I should start with saying I am a Fly convert, so this isn’t a complaint. I am not sure whether it is a philosophical ponderance upon integration testing at cloud scale, if such things are possible, or maybe it’s just an observation on how often little things get broken.

I often see a user report here, and sometimes a helpful member of staff takes a peek, and says “ah yes, that foo shouldn’t bar like that”, and they fix it super-quick. A new version of flyctl appears, and then everyone’s happy… but then it happens with another cog, for another customer, a few days later.

I idly wonder if there could be a closed employee-only Fly system somewhere where stuff just gets deployed, healthchecked, scaled up, scaled down, proxied, macarooned, corroded, and all the fine things one can do in Fly, 24/7. Maybe this is a naive idea with an obvious flaw, but changes to the infrastructure could be deployed there first, so that explosions :collision: can be watched from a fun distance, rather than foobarring in customers’ production envs.

I appreciate that other cloud providers have been going a lot longer, so it’s unfair to compare, and I acknowledge the scrappy speed of Fly is exciting. But could any Fly peeps hereabouts give any thoughts as to how things might settle down in the future, even if that sounds kinda boring? :squinting_face_with_tongue:

2 Likes

In my view, the answer lies in the philosophical dimension.

Only a mathematically sound system can offer provable guarantees. Yet for many software engineers, mathematical soundness feels almost foreign. There is a tendency to draw a line between software and math, even though in reality no such separation exists. It often takes years - sometimes a decade or two after graduation - before one begins to recognize the unmistakable truth: when the components of a system are free from flaws, the system as a whole can be free from defects as well.

Getting to that understanding, however, is rarely painless.

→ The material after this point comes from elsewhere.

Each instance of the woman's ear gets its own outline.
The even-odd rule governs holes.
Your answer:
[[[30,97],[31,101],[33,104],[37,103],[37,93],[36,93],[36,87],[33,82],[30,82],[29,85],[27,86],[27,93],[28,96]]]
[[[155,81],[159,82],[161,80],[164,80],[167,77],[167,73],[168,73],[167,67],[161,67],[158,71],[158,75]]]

The road leading there is paved with trial and error, breaking changes, and the hotfixes needed to mend them.

2 Likes

a closed employee-only Fly system somewhere where stuff just gets deployed, healthchecked, scaled up, scaled down, proxied, macarooned, corroded, and all the fine things one can do in Fly, 24/7

we do have this! it runs in production (because duplicating all of our infrastructure at this point would be very time-consuming and not representative) and we get reports sent to Slack every night. here’s yesterday’s:

the failures in this picture I believe were related to network instability between regions - something that is out of our control, but we are working to improve our alerting so we catch this kind of issue earlier.

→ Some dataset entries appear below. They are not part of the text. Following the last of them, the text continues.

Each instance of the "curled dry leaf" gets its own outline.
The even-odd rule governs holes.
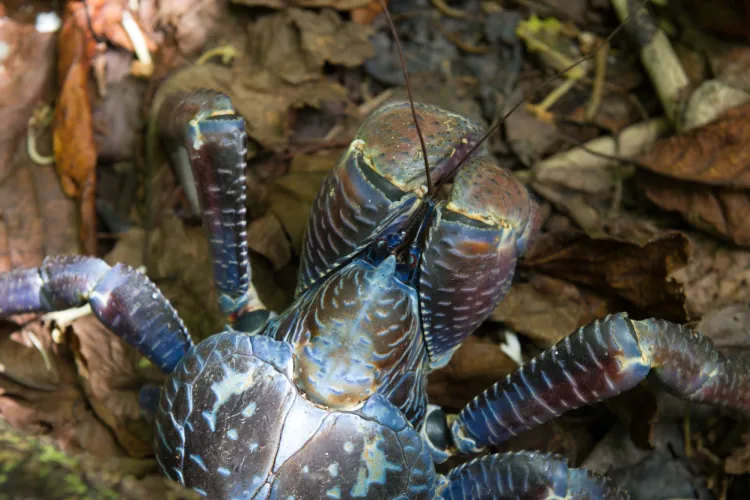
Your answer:
[[[459,409],[474,396],[518,368],[515,361],[487,338],[471,336],[448,366],[430,374],[430,403]]]
[[[53,126],[55,165],[65,194],[77,198],[93,182],[96,146],[88,76],[95,40],[69,3],[58,38],[57,73],[61,89]]]
[[[690,234],[690,243],[687,267],[675,271],[672,277],[683,284],[691,317],[750,301],[750,251],[700,234]]]
[[[29,434],[44,434],[68,452],[88,451],[102,457],[122,455],[110,430],[89,409],[67,346],[53,344],[48,329],[39,322],[26,328],[42,345],[51,346],[59,384],[52,391],[39,390],[0,375],[0,422],[5,419]]]
[[[727,474],[750,474],[750,432],[742,435],[742,443],[724,461]]]
[[[279,219],[273,213],[255,219],[247,229],[250,250],[271,261],[278,271],[292,260],[292,247]]]
[[[670,275],[687,264],[689,253],[681,233],[635,242],[565,231],[543,234],[521,265],[614,294],[645,314],[683,321],[685,296]]]
[[[19,327],[0,322],[0,375],[23,386],[54,391],[60,383],[57,358],[52,354],[52,338],[38,330],[38,324]]]
[[[547,348],[595,319],[621,309],[618,301],[557,278],[532,274],[514,283],[490,316]]]
[[[153,434],[141,417],[138,391],[143,380],[134,368],[135,349],[92,315],[76,320],[71,328],[78,374],[91,407],[129,456],[148,456]]]
[[[650,170],[676,179],[750,187],[750,103],[701,128],[672,136],[639,158]]]
[[[228,15],[226,2],[218,0],[159,0],[153,3],[158,4],[153,7],[153,15],[144,14],[144,18],[148,17],[154,27],[168,28],[179,52],[188,57],[205,49],[209,38],[223,27]]]
[[[638,182],[648,199],[664,210],[679,212],[698,229],[750,246],[750,190],[705,186],[648,173],[639,175]]]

we also run similar (“preflight”) tests on flyctl PRs and before releasing a new flyctl version.


a lot of our issues these days are “we don’t know what we don’t know”. every time a small thing breaks we gain knowledge on what can break; a lot (but not all) of that ends up being institutional knowledge.

startups tend to “move fast and break things!”, and while we’re certainly not immune to that, I’d like to believe we do try to break things as little as possible :slight_smile:

I think in general we’re going in the direction of having less broken things.
we’re slowly replacing legacy systems with newer ones that fit the platform better - this trades long-term structural brokenness (or latency/complexity/unreliability, etc) for more obvious short-term brokenness after which the new system will work well.
at least that’s our hope!

8 Likes

Nice! I wonder if I have the view that we hear about quite a few issues in this forum, but they’re still only 0.1% of the big picture, and so it’s not really representative of where Fly is on reliability.

Super to hear :relieved_face:

This topic was automatically closed 7 days after the last reply. New replies are no longer allowed.